Question about traffic statistics on each vhost,is it possible?

hi,i wanna write a module to perform traffic statistic on every
vhost,but
after i read the document:“Guide to Nginx Module
Developmenthttp://www.riceonfire.org/emiller/nginx-modules-guide.html
and some code in /nginx-0.6.13/src/http/modules/,i found that i still
have
no idea…

is it possible to write a new module to do this work?or this feature is
not
supported by current nginx?

sinnis r ha scritto:

hi,i wanna write a module to perform traffic statistic on every
vhost,but after i read the document:“Guide to Nginx Module Development
http://www.riceonfire.org/emiller/nginx-modules-guide.html” and some
code in /nginx-0.6.13/src/http/modules/,i found that i still have no idea…

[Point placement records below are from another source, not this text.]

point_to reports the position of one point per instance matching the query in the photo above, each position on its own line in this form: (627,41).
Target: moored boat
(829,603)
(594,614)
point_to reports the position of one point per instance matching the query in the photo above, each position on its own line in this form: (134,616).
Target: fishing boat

is it possible to write a new module to do this work?or this feature is
not supported by current nginx?

Not sure, but you should be able to do this by writing an header filter
(for a possible setup for an Host) and a body filter to count data
written.

See the ngx_http_chunked_filter module.

A possible “complication” is the fact that Nginx uses multiple worker
processes.

Regards Manlio P.

Any update on that? That would be a really good feature to have for
reselling bandwidth usage to customers.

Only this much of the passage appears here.